I like to keep something to write on by my bed, and if I wake up after a dream, to tell myself that it will escape from all human consciousness forever unless I turn the light on and write it down that very second. If I hadn’t done so last night, for example, humanity could never answer this very important question that I found in my journal when I awoke: “What if, when they see him in the sixties, they see a bird, or a bird unto glory?” My brain always whispers ‘go to sleep, you oaf; you’ll remember,’ or ‘you’ll be wasting both ink and sack-time if you write that down,’ but my brain is lying to me about at least one of those assertions.
P. Scribe: What are the easiest, and the most difficult, aspects of writing for you?
P. Schranz: The easiest aspect is coming up with the general phantom of a story’s plot. Making the plot intricate and precise is difficult, as is determining whether a part of the story ought to be excised or not; whether a draft is the last draft or the second-to-last; giving the characters distinct voices; making their goals, hopes, and habits realistic and 3D; actually improving the story through subsequent drafts and not just indulging in pencilwork, like changing ‘she mumbled’ to ‘she murmured,’ which covers about ninety eight percent of my revising decisions; and determining whether I need to spell something out and run the risk of making the story too obvious, or trust the subtext and run the risk of making the story a complete bafflement.
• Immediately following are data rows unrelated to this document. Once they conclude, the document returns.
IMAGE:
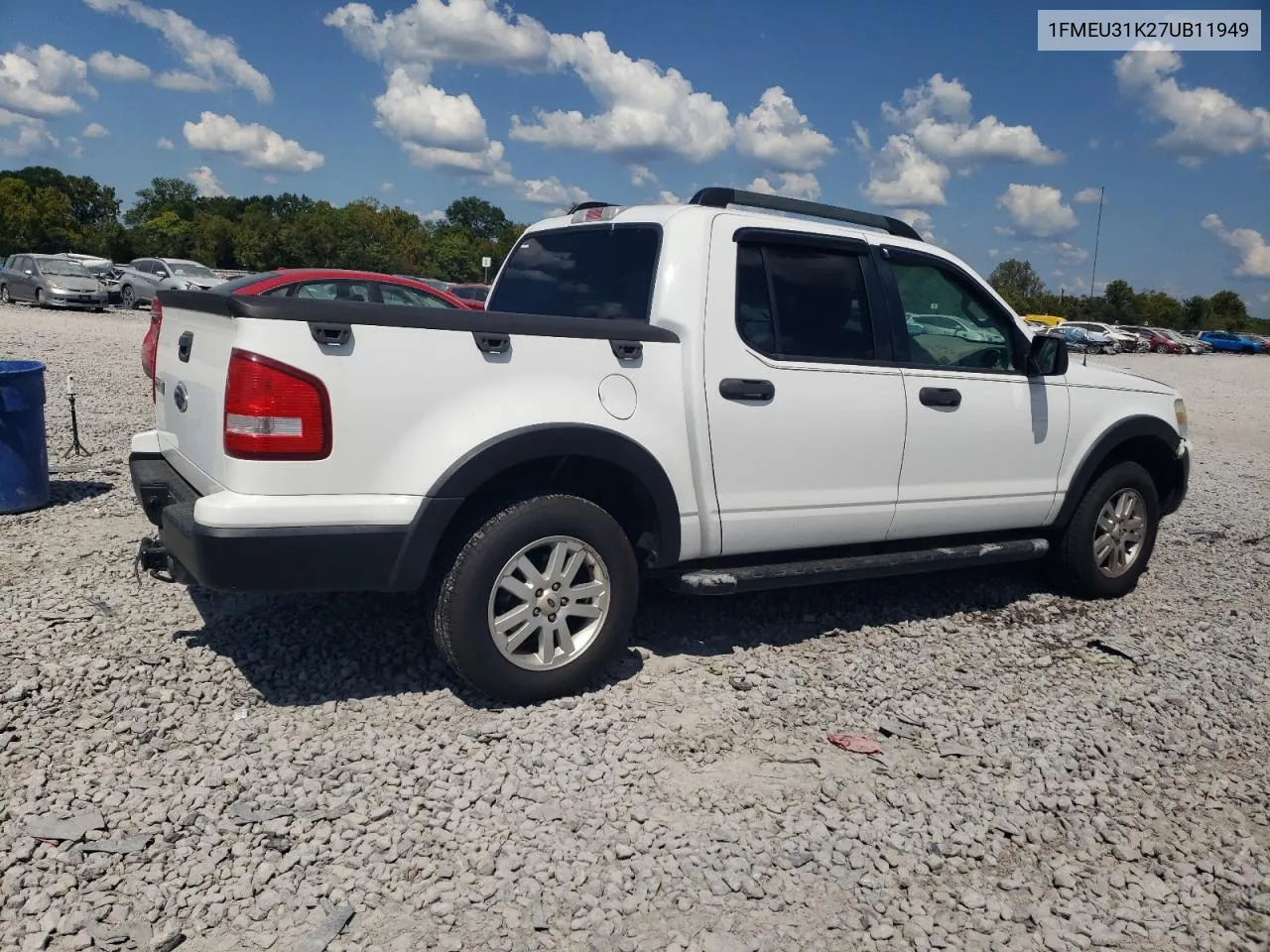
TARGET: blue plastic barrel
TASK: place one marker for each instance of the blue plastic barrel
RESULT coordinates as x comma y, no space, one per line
23,447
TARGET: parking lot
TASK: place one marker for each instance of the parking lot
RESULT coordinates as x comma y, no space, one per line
1055,774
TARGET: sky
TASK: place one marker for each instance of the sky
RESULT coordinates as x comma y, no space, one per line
940,113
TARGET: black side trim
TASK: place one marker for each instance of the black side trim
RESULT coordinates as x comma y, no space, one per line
377,315
804,239
754,578
1121,431
303,558
716,197
547,440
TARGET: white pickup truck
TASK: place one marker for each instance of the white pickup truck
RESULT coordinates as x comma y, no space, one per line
710,394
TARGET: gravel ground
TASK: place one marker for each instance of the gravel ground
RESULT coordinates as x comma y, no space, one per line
244,772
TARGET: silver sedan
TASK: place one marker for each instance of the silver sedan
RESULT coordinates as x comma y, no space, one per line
51,281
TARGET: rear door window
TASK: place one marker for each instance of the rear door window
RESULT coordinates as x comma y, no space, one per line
412,298
602,272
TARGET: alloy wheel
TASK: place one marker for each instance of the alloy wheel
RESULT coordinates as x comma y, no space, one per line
1119,532
549,603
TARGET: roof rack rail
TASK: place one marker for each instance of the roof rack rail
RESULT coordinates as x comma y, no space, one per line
717,197
583,206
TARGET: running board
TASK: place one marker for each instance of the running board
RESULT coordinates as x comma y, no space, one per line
753,578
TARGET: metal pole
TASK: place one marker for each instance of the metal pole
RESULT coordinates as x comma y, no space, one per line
1096,236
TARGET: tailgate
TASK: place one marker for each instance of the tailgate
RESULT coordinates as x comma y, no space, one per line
190,367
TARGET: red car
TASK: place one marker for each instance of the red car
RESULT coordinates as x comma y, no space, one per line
471,295
1159,343
320,285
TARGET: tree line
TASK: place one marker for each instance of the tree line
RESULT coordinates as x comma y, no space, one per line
44,209
1119,303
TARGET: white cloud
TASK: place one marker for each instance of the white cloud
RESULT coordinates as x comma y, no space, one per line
648,112
920,220
253,145
42,81
790,184
117,66
1206,121
204,179
432,31
1252,248
417,112
22,136
209,61
938,134
642,176
938,114
1069,253
550,191
779,136
1037,211
903,176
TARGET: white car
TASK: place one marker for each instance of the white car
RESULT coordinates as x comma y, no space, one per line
705,394
144,277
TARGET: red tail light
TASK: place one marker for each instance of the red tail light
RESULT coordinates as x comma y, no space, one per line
275,412
150,345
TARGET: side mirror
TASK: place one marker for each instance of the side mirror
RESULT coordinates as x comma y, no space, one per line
1048,356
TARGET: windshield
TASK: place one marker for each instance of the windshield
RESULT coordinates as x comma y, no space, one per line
59,266
190,270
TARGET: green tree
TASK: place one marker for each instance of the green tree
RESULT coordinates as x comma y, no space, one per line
1017,282
477,217
1197,312
1121,302
1227,311
1157,308
167,235
212,240
163,195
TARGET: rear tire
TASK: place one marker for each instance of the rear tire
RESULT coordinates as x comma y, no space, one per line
1105,546
500,625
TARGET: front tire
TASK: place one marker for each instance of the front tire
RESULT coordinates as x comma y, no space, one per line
1105,547
539,601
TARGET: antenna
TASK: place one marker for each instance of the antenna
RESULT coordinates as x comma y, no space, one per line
1097,234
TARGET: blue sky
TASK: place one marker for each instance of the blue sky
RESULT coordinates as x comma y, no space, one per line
943,113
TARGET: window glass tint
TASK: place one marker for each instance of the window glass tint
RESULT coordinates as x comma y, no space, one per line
951,322
411,298
803,303
604,273
334,290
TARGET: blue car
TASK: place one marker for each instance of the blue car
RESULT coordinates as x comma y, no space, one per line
1230,343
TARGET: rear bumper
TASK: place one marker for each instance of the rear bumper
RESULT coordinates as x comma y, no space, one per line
284,557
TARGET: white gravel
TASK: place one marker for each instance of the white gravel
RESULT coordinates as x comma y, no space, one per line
245,771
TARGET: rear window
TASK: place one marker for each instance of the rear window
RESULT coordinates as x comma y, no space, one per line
580,272
229,287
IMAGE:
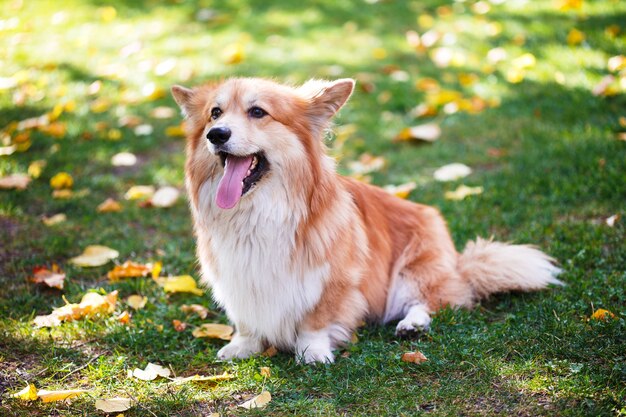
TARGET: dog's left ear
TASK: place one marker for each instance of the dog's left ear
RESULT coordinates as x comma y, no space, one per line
182,96
326,98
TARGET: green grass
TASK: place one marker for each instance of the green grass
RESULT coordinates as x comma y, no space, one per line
545,152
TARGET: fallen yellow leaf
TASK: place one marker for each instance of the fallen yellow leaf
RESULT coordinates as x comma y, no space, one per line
367,163
62,180
107,14
524,61
165,197
414,357
90,305
108,206
214,331
616,63
463,191
114,405
129,269
139,192
201,378
175,131
95,255
60,395
565,5
123,159
183,283
53,279
575,37
54,219
124,317
16,181
402,190
36,167
156,269
198,309
179,326
136,302
151,372
452,172
260,401
429,132
29,393
602,315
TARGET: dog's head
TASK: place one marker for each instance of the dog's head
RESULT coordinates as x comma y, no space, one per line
258,130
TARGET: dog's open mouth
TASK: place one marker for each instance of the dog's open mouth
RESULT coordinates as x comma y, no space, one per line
241,173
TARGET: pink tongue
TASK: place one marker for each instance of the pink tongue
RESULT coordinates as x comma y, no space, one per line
230,187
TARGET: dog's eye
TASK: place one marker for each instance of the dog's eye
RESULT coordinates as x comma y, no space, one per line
216,112
257,112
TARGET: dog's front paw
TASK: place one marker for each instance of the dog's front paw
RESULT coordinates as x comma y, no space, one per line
313,356
240,348
314,347
407,328
416,321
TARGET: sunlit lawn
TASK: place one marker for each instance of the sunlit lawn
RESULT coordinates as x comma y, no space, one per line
520,92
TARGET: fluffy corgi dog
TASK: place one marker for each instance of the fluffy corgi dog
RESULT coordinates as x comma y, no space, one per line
298,255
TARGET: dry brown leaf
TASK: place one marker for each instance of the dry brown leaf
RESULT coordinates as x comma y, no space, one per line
198,309
129,269
15,181
214,331
414,357
95,255
429,132
114,405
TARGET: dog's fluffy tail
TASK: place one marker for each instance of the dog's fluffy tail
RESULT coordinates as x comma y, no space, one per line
491,267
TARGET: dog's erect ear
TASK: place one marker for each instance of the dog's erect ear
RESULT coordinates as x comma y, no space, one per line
326,98
183,96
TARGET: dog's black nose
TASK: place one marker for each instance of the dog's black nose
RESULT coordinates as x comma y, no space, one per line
218,135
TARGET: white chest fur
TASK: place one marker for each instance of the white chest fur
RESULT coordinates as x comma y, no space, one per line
246,255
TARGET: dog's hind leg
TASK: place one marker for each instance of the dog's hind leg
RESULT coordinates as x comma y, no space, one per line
427,280
243,345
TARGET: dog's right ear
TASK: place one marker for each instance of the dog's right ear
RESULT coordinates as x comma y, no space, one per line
183,96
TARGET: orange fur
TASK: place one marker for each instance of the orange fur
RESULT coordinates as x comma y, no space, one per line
367,253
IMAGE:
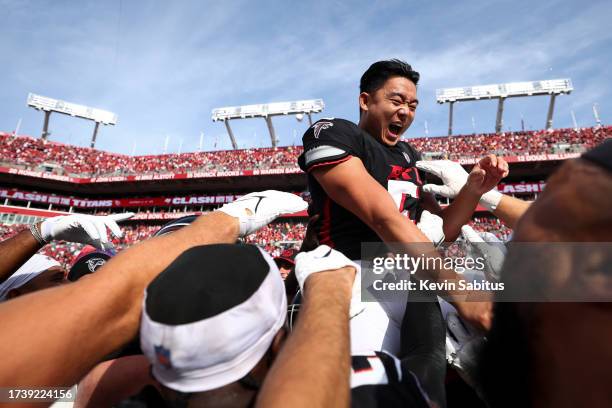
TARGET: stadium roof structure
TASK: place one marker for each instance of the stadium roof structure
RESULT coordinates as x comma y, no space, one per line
266,111
552,87
48,105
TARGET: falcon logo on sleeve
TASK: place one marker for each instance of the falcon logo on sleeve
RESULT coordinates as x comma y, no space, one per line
319,126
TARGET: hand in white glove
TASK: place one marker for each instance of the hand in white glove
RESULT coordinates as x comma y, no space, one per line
321,259
84,229
454,177
431,225
256,210
451,173
491,248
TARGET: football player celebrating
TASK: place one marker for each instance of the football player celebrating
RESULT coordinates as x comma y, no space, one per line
365,187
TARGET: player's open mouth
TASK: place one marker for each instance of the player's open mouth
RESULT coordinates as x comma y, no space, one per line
394,130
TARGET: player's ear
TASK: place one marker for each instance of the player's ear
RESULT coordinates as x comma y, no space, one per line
13,293
364,100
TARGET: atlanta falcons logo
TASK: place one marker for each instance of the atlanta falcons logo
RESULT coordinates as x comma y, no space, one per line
319,126
94,263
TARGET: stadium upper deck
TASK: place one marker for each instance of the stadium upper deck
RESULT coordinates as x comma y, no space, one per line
34,154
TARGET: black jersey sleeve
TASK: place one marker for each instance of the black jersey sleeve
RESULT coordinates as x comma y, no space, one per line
330,141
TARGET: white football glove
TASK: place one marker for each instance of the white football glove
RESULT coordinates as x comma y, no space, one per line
491,248
84,229
454,177
463,344
256,210
431,225
321,259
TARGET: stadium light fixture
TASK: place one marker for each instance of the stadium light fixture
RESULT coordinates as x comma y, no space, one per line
552,87
48,105
267,111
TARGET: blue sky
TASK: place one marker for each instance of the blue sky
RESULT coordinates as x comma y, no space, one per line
163,66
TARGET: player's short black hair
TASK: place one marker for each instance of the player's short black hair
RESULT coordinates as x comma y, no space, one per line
379,72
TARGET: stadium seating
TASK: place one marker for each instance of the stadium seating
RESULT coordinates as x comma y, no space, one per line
35,154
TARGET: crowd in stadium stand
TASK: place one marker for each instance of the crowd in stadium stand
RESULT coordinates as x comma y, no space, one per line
31,153
275,237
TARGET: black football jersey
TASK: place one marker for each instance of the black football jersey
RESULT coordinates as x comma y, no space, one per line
378,379
331,141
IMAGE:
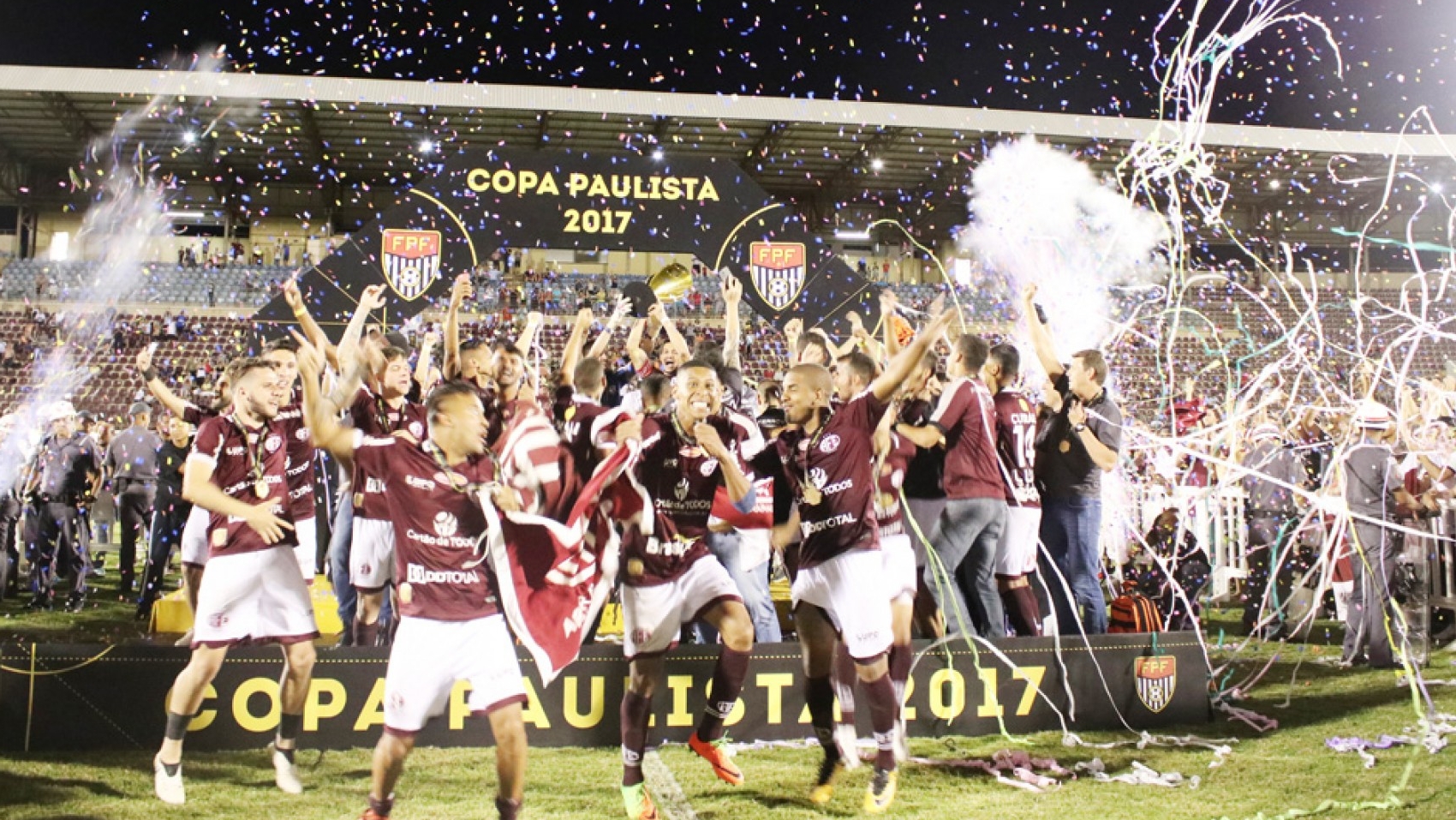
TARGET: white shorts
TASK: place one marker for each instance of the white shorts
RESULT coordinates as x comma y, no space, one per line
254,597
430,655
194,536
1017,549
850,589
372,557
307,549
653,616
900,572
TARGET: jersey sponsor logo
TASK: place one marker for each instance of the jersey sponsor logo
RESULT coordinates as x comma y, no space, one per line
446,524
411,261
417,574
1156,679
776,270
810,528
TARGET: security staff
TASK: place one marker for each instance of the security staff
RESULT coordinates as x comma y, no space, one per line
170,513
131,465
68,481
1372,484
1274,472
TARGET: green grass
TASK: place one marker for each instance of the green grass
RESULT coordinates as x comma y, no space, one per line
1267,775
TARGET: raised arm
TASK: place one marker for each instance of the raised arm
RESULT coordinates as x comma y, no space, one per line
528,338
310,328
319,414
904,363
605,337
457,295
370,301
1040,335
572,354
673,337
156,386
732,325
426,372
887,322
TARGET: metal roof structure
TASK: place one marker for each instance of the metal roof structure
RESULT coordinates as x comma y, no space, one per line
339,147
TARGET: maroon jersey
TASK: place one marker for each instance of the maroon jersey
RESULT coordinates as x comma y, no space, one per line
888,512
437,524
838,460
680,480
969,422
1017,447
301,460
233,453
197,416
582,426
374,418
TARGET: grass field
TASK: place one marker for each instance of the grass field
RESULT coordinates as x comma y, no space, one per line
1266,775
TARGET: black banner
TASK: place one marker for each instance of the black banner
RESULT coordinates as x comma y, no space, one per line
58,698
482,201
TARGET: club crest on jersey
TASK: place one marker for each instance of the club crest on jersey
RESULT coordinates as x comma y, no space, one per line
1156,679
778,272
411,260
446,524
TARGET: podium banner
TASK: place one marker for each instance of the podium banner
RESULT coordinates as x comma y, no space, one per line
73,698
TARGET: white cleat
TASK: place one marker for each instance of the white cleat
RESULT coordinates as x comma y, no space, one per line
170,787
286,774
848,743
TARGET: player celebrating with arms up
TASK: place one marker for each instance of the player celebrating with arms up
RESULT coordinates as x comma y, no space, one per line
237,470
839,593
670,576
451,624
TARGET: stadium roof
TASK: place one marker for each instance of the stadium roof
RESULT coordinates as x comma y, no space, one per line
341,143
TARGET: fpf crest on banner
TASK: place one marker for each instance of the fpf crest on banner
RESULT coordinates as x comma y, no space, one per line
1156,679
778,272
411,261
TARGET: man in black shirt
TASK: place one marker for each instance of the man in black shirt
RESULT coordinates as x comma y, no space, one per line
68,476
131,464
1077,441
170,513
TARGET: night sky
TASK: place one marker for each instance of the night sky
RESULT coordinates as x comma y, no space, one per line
1066,56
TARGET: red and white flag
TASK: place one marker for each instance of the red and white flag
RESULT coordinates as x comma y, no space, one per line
555,564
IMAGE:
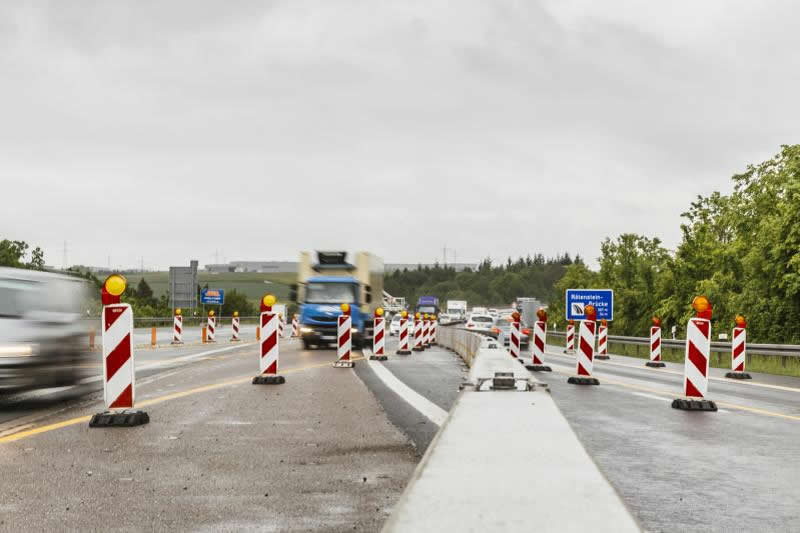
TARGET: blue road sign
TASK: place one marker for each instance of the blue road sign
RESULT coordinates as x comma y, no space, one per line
578,299
212,296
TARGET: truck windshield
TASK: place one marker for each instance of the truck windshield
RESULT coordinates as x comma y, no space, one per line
330,293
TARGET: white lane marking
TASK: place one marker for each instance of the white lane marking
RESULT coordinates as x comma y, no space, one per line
677,373
651,396
172,361
428,409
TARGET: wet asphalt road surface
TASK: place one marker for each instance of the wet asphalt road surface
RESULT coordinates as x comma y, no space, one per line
731,470
219,454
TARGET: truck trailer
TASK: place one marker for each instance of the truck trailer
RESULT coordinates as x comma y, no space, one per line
327,283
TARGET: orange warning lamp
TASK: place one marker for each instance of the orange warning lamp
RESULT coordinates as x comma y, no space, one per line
542,314
267,302
702,307
113,287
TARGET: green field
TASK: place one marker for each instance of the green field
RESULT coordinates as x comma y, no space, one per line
250,283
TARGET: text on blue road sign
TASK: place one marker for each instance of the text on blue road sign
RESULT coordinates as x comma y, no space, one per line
212,296
601,299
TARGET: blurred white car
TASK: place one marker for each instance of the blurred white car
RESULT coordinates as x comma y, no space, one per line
42,339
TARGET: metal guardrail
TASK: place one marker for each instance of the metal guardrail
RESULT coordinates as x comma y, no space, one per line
188,321
462,341
783,350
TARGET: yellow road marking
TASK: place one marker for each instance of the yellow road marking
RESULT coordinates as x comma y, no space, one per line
667,371
153,401
673,395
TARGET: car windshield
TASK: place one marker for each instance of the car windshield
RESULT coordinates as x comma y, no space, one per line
330,293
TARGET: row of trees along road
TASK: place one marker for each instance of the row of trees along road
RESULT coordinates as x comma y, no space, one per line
742,250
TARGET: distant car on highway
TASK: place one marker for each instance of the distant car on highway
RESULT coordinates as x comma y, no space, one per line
43,342
394,325
502,328
480,323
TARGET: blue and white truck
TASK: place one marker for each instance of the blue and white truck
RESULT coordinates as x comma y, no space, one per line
427,304
325,284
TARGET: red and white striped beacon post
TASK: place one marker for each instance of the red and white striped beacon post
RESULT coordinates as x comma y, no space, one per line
585,354
295,327
418,333
698,354
177,327
426,331
281,326
235,327
655,345
403,344
344,339
119,373
514,336
539,342
570,338
379,336
739,350
268,360
212,327
602,340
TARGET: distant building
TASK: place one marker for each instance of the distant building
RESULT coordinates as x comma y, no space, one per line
291,266
253,266
390,267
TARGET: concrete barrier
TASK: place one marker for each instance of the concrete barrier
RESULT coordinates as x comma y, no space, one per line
506,460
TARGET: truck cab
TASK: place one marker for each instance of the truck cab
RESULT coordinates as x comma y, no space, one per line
327,284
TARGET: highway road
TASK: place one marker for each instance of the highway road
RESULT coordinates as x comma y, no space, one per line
733,470
332,449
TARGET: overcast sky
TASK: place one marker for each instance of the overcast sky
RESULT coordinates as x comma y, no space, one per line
173,130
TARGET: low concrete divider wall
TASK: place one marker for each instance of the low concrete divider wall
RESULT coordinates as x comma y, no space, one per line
461,341
506,460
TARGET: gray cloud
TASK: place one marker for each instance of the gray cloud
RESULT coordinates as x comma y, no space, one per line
171,130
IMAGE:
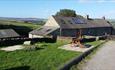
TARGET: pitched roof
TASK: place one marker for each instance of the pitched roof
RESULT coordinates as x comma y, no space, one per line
80,22
44,30
5,33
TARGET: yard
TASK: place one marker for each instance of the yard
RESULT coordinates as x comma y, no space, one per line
49,57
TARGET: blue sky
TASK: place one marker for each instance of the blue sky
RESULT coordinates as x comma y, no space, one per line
46,8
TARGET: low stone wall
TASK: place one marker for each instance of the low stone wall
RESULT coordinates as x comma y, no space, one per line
77,59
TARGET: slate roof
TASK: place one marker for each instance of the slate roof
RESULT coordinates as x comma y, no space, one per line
44,30
6,33
80,22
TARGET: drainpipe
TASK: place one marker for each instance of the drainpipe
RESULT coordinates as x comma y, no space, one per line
60,31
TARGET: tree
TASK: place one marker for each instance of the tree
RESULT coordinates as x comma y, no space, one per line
66,12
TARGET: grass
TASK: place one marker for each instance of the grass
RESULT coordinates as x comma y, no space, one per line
81,64
50,57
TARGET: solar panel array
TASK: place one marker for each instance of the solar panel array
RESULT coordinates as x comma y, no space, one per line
78,21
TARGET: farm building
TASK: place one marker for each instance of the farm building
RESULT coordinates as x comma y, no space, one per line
8,33
70,26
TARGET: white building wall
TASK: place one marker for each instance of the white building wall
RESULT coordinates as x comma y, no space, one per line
35,36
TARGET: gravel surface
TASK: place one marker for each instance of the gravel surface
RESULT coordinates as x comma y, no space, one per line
104,59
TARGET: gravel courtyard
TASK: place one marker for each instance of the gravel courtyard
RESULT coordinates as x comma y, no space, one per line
104,59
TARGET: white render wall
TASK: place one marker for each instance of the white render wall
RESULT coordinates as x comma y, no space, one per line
35,36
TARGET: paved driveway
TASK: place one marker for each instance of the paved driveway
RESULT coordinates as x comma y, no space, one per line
104,59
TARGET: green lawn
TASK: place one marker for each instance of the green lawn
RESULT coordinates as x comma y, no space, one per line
48,58
42,59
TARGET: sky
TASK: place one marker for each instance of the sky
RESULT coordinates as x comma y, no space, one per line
46,8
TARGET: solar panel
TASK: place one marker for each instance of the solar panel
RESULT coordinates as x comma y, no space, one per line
3,33
78,21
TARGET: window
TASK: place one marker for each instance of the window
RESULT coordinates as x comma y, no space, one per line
62,21
69,21
48,30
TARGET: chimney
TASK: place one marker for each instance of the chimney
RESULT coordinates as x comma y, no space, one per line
87,16
103,17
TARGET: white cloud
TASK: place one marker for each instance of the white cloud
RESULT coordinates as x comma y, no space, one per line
108,14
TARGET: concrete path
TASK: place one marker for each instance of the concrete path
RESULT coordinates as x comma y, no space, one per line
104,59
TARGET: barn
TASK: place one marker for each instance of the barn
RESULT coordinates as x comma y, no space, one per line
69,26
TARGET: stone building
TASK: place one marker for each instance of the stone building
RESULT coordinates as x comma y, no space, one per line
70,26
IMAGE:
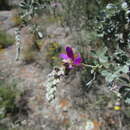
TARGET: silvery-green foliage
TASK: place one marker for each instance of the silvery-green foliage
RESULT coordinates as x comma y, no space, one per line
53,79
113,24
31,8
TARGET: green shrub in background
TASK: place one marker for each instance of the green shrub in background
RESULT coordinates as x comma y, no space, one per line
5,39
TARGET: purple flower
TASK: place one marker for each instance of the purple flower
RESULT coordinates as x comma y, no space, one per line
55,4
70,58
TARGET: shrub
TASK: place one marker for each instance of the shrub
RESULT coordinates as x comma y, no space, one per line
8,95
53,52
5,40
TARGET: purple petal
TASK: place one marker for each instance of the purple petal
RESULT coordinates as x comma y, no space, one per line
77,60
64,56
70,53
It’s no walk in the park to pace a story well, either.
P. Scribe: In what way is your fiction different from that of other authors in your genre?
P. Schranz: I’m not sure it is any different, except very vacuously: I don’t write a lot of stories about dragons or robots or dwarves or spaceships (except for my silly game, “A Spaceship You Go On!”), but I do write a lot of stories about alien corpses. My plan is to take every single corpse ever featured in the horror genre, remove it, and replace it with the corpse of an alien.
P. Scribe: What is your current work in progress? Would you mind telling us a little about it?
P. Schranz: I’m revising a story about all these pill-sized coffins full of little tiny alien skeletons, and mulling over a sequel where people think the coffins are the grains of some kind of food.
Poseidon’s Scribe: What advice can you offer aspiring writers?
Peter Schranz: Memorize twenty poems.